Acid has always been around in the techno scene.
 

thirdform

pass the sick bucket
i think id like deep tech more if it didn't sound so clean. not lo fi like bandcamp house but more raw chi jamal mosse steve poindexter type feels. some strange static stuff is ok but I can't bring myself to be a believer like jungle garage grime early dubstep.

Also there's only so much four-on-the-floor i can take from following techno anyway. (not that ive been following much new dance music for a year...) guilty as charged on that one... but I think thats for more ethnic/cultural reasons, basically the continued lack of ME/asian influences (still) in the nuum and regular dance musics. I mean I'm more excited w whats going on in cairo and kampala these days. hmm.

just taste i guess.
 

continuum

smugpolice
No it isn't, and it isn't even bleep n bass reimagined either. it's shite tech house, just4u london version.

Acid has always been around in the techno scene.


It's definitely not shite tech house. The following Jack n Danny set from a few months ago proves this:

Jack n Danny 3am-4am @ Audiowhore

I've listened to the above about 40 times since discovering it.

My current new favourite is the following from last month:

Lee Edwards 4am-5am @ House of Silk

Edwards very much has his own distinct sound compared to other DJs on the same night.

I don't know anything about Techno so will take your word for it that Acid House has always been around there. It's its reemergence in the continuum which is interesting to me though. House music split off from Acid House and Hardcore back in the day and has always run kind of parallel but in opposition to the continuum up till Deep Tech.
 

baboon2004

Darned cockwombles.
everything i've seen of his has been brilliant, and that mix is one of the best.did he ever post on Dissensus?

@Corpsey - I'm expecting Zhao back any day now
 

droid

Well-known member
Yeah, of course.
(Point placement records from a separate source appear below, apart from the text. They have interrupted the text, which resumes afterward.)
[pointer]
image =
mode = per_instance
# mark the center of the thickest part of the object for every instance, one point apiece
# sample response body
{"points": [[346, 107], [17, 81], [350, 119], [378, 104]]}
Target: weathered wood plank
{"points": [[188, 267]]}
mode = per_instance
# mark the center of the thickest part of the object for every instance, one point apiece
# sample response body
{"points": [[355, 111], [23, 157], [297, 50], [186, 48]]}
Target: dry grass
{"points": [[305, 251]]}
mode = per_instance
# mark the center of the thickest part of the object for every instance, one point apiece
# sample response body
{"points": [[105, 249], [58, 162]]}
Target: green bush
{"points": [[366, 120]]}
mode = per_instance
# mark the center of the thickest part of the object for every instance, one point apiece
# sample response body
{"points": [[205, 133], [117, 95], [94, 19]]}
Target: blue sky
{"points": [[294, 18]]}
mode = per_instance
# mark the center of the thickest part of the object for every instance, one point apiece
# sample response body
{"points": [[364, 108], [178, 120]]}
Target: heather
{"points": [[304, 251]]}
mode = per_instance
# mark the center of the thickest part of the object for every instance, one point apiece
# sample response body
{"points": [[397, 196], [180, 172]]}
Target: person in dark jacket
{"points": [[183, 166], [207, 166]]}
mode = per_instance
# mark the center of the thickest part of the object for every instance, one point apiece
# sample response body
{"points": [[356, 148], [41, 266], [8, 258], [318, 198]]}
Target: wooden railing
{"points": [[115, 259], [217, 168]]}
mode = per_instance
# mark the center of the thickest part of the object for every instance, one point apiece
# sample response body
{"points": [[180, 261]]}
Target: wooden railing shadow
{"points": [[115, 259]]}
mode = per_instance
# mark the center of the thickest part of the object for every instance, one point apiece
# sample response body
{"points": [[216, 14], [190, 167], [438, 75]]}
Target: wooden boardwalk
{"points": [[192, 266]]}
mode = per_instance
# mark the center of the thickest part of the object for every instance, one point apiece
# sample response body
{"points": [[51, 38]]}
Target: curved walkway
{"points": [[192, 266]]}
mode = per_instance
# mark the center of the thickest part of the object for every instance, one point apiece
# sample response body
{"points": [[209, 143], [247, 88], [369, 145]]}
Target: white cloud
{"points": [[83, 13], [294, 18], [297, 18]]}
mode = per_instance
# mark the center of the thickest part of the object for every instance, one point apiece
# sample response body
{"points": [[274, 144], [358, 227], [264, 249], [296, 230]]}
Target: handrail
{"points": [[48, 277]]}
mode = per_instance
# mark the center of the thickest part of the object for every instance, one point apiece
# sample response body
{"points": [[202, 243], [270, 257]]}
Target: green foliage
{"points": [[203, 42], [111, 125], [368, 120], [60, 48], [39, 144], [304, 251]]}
I dragged him back here recently for some reason, but aint seen him on in a while.
 

CORP$EY

no mickey mouse ting
Someone send up the ZHAO signal

(e.g. start a thread about how african rhythms are boring and house beats are the best)
 

sadmanbarty

Well-known member
Love this Barty, keep going please.

In most music that we're exposed to snare drums land on the 2 and 4 of a bar and the beat as a whole is mainly based around 8ths (2 squares of the barty-graph). This is true of things like sleng teng and tempo. punnany is based on tresillo rhythms which divides beats by 3 quarter notes (3 barty-graph squares). As such the rhythm is asymmetric and angular and the snares land on the off beats of 2 and 4 rather than on the beats themselves. droid may correct me but i believe punnany either introduced that to dancehall or at least popularised it.

tresillo rhythms don't naturally resolve inside a bar of 4 beats (16 quarter notes don't divide by 3), so you have to force a resolution. on punnany that happens when the kick following the snare happens 2 quarter notes afterwards and not 3. the reason i included the kartel one is because it takes longer to resolve the rhythm. if you listen to 7.43 of mccoy tyner's passion dance you can hear what happens when elvin's kick drum keeps the tressillo going and doesn't resolve it.


This Wayne and Wax blogariddims post on 3:2 patterns was always one of my favourite things on the internet: http://wayneandwax.com/?p=52

luka sent that to me the other day. i think droid might have posted it as well during one of our sprawling 'are-the-tresillo-rhythms-in-jungle-derived-from-dancehall' debates. if i didn't have the attention span of a monkey i would read it.